Balancing the grid: battery energy storage and nuclear power to the rescue
While PPAs help secure renewable energy for data centres, they do not guarantee a constant supply, as the intermittent nature of renewable sources does not always align with the constant energy demands of these facilities. Battery energy storage systems (BESS) present a promising solution to this challenge. By storing excess renewable energy during periods of high production, they balance supply and demand, ensuring a reliable and continuous power supply for data centres even when generation fluctuates. BESS also improve the overall efficiency of renewable energy use by reducing reliance on backup systems such as diesel generators. A recent example of this was Microsoft replacing its diesel backup generators with BESS – worth 16 kilowatt hours of storage – from the company Saft, a subsidiary of Total Energies, at one of its data centres in Sweden. Although cost has been a barrier to wider deployment, ongoing declines in BESS component costs, driven by increased production and design advancements, have made them a more viable and attractive investment for data centre operators.
However, the challenge posed by variable weather conditions has also led to increasing interest in nuclear power as a potential solution, thanks to its high energy density and low carbon output. For example, Microsoft has recently signed an agreement with Constellation Energy to restart a shuttered nuclear reactor at the Three Mile Island site in Pennsylvania, subject to regulatory approvals. The power plant will supply 835MW of electricity to support its data centres. Google and Amazon have also both announced plans to invest in next-generation nuclear energy and small modular reactors (SMRs) as part of their strategy to secure reliable, low-carbon energy for their operations. According to the American Nuclear Society, Google has backed the start-up Kairos Power with a 500MW development agreement while Amazon, as reported in World Nuclear News, led a $500m financing round to support the start-up X-energy, which is developing a gas-cooled SMR.
SMRs are smaller, flexible and can be deployed closer to power transmission lines, potentially reducing costs and enhancing safety. However, regardless of the technology adopted, the costs associated with building the transmission and distribution systems required to support the increasing energy consumption by data centres are substantial.
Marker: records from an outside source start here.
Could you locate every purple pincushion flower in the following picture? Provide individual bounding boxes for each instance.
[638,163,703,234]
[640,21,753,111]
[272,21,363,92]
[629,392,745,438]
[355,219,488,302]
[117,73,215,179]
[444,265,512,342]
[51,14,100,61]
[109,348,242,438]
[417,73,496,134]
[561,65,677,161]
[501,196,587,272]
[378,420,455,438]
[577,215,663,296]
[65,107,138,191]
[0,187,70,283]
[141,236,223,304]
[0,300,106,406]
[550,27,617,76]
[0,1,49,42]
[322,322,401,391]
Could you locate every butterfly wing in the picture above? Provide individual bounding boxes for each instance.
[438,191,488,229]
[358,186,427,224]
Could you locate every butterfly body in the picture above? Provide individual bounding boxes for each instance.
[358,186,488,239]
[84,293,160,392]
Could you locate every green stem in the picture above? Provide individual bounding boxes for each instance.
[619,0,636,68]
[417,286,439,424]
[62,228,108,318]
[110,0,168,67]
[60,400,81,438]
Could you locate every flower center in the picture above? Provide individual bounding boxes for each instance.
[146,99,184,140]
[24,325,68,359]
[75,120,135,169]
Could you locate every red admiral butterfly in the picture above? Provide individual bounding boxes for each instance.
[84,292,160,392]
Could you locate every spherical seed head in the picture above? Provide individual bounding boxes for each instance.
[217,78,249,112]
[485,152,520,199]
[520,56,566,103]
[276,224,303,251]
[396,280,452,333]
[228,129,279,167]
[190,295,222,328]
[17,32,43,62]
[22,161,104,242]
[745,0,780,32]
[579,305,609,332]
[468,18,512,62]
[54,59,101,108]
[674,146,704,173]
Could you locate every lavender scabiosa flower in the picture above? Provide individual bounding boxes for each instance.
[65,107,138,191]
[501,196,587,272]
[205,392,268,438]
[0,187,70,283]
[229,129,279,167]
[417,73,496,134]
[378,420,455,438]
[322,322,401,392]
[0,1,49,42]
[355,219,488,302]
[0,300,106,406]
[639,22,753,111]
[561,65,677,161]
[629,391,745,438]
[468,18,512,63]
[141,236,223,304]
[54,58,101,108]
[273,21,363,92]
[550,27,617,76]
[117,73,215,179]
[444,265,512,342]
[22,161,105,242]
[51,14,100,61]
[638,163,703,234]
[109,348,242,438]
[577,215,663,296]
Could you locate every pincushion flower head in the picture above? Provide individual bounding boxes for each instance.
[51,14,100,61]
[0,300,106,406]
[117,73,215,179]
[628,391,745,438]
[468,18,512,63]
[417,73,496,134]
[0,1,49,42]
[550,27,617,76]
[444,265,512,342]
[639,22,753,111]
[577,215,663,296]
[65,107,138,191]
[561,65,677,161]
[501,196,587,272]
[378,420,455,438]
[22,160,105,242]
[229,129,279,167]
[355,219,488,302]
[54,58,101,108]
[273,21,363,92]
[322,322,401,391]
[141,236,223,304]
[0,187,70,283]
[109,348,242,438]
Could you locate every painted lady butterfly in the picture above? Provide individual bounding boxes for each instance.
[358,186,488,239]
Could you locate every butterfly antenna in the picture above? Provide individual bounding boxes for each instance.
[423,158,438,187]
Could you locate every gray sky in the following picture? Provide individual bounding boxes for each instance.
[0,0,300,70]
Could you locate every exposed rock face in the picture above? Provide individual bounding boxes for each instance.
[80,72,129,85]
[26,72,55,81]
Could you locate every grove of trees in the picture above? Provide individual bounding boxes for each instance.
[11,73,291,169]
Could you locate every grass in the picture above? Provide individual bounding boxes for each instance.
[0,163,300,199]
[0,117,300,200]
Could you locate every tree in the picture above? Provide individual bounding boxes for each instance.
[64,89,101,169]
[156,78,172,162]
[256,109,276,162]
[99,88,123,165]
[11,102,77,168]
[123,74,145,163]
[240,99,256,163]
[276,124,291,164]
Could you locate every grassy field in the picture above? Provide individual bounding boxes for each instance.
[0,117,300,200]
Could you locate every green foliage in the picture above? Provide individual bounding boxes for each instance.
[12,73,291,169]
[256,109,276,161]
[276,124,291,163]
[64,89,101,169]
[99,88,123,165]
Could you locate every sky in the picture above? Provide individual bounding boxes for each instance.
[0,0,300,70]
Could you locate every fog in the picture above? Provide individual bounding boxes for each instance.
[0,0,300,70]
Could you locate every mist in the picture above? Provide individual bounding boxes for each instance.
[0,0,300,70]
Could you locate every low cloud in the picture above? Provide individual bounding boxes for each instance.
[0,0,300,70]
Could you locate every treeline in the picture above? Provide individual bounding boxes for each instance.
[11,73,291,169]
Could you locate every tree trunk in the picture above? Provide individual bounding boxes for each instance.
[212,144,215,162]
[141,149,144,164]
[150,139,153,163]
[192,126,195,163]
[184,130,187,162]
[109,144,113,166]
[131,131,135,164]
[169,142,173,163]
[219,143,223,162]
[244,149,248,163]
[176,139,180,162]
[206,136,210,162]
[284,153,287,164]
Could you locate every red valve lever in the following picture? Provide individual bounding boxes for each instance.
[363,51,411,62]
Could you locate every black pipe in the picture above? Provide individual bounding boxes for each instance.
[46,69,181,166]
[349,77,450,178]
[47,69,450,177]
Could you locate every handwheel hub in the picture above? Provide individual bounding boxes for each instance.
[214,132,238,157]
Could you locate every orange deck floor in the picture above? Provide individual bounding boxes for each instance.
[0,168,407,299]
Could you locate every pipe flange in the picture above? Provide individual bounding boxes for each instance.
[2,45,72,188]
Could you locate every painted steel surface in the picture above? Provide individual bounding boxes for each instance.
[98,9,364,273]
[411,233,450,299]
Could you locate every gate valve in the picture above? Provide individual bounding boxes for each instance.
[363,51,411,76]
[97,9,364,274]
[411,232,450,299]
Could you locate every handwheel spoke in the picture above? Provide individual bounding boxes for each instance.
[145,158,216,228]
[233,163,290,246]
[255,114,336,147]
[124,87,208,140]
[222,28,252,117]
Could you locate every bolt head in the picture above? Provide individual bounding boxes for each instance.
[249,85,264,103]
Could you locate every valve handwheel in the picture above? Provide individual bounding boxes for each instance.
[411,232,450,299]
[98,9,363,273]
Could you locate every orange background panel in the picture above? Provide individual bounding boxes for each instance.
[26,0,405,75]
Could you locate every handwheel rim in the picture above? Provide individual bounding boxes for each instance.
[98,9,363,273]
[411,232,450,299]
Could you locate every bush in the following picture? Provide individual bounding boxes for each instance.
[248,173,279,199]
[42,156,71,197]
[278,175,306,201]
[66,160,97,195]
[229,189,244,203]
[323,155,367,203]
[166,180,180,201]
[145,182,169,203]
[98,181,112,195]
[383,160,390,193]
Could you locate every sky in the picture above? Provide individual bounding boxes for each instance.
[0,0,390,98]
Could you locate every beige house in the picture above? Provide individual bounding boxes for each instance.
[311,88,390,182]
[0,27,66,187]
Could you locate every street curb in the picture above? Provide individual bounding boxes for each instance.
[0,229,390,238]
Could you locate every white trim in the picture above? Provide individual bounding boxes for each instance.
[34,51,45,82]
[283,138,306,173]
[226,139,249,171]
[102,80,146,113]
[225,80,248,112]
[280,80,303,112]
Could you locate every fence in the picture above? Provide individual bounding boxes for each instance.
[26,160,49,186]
For this reason, it will prove challenging to ensure that these costs are not being passed down to ratepayers.
Action needed: safeguarding the grid and climate goals
The energy demands of the data centre industry are set to continue rising, and without continued investment in energy infrastructure, there is a risk that the growth of data centres could outstrip the capacity of local grids, putting both energy supply and climate goals at risk. For this reason, the European Union is implementing binding measures through its Energy Efficiency Directive, which requires data centre operators to conduct energy audits and report on their energy consumption. The directive exemplifies how a collaborative effort from policymakers, regulators and industry players is required to ensure that data centres can continue to grow sustainably.